Faro, 27 fev 2020 (Ecclesia) – O bispo do Algarve afirmou que o tempo da Quaresma “desperta maior disponibilidade para acolher a salvação de Deus”, na Missa de Quarta-feira de Cinzas, que presidiu na Sé, que marcou o início do novo tempo litúrgico.

“Deus está sempre pronto para nos salvar. Nós é que nem sempre estamos prontos para acolher essa salvação que nos vem de Deus”, disse D. Manuel Quintas na sua homilia.

Na informação enviada hoje à Agência ECCLESIA, pelo jornal ‘Folha do Domingo’, o bispo do Algarve explicou que a Quaresma, que começava com a celebração da imposição das Cinzas, é um “tempo de conversão para descoberta do amor misericordioso de Deus” onde se percorre um “caminho espiritual” que conduz à “Páscoa da ressurreição”.

“O caminho de conversão quaresmal convida à intimidade, à interioridade, à verdade de vida”, observou.

A Quaresma é um período de 40 dias (excetuando os domingos) de preparação para a Páscoa, a principal festa do calendário dos cristãos, este ano celebrada a 12 de abril, e D. Manuel Quintas realçou que a Palavra de Deus, proclamada neste novo tempo litúrgico, “dá necessariamente maior relevo aos apelos, à conversão”, para que se assuma, “com renovado vigor, atitudes consentâneas com a fé”.

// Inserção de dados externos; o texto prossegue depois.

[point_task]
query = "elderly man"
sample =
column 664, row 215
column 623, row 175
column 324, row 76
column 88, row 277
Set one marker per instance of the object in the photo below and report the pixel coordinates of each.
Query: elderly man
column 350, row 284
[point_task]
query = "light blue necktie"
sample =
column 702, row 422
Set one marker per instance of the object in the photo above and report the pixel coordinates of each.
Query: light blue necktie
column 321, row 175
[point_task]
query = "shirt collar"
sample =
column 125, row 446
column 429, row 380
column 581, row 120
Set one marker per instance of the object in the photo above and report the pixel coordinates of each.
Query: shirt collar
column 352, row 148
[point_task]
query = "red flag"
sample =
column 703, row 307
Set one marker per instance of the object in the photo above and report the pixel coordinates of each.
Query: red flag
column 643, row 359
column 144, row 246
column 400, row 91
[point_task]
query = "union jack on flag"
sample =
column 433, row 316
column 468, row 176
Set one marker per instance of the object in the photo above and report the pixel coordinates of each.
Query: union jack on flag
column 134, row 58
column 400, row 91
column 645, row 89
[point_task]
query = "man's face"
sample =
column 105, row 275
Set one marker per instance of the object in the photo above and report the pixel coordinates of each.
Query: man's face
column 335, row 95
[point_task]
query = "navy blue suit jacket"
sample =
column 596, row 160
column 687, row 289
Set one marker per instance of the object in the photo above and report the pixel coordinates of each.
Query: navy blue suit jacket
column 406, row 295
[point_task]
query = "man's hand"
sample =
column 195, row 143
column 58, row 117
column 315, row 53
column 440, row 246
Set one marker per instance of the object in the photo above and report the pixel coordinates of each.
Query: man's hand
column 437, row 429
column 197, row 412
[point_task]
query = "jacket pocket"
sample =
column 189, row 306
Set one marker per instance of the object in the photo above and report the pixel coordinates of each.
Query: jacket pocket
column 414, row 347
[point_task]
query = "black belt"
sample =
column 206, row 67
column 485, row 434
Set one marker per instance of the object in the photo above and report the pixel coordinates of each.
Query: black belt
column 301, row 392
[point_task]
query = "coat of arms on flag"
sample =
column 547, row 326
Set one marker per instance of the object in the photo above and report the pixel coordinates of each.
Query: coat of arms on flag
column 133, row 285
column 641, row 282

“A Palavra de Deus devia ser alimento diário, não apenas dominical, ao longo da Quaresma. Devia ser a luz que nos guia neste caminho, que nos ajuda a ver, olhando para nós mesmos, quais são os aspetos em que temos de insistir para adequar a nossa vida às atitudes do evangelho e a uma identificação mais plena com a pessoa de Jesus”, desenvolveu.

O bispo do Algarve referiu-se também ao “tripé” que deve acompanhar cada dia da Quaresma, a partilha, através de “atitudes discretas” com a “esmola que traduz o caminho de conversão na partilha fraterna e solidária”, a oração “mais sincera” e o “jejum”, mas alertou para o perigo de uma consciência que se descarrega cumprindo normas, divulga o jornal diocesano.

Na Eucaristia na Sé de Faro, o bispo do Algarve referiu também que a diocese este ano vai ajudar a comunidade católica de S. Tomé e Príncipe, mais concretamente a Paróquia do Príncipe, com a renúncia quaresmal e lembrou que, em 2019, angariaram 20 mil euros para comunidades das Dioceses de Viana e Luena, em Angola.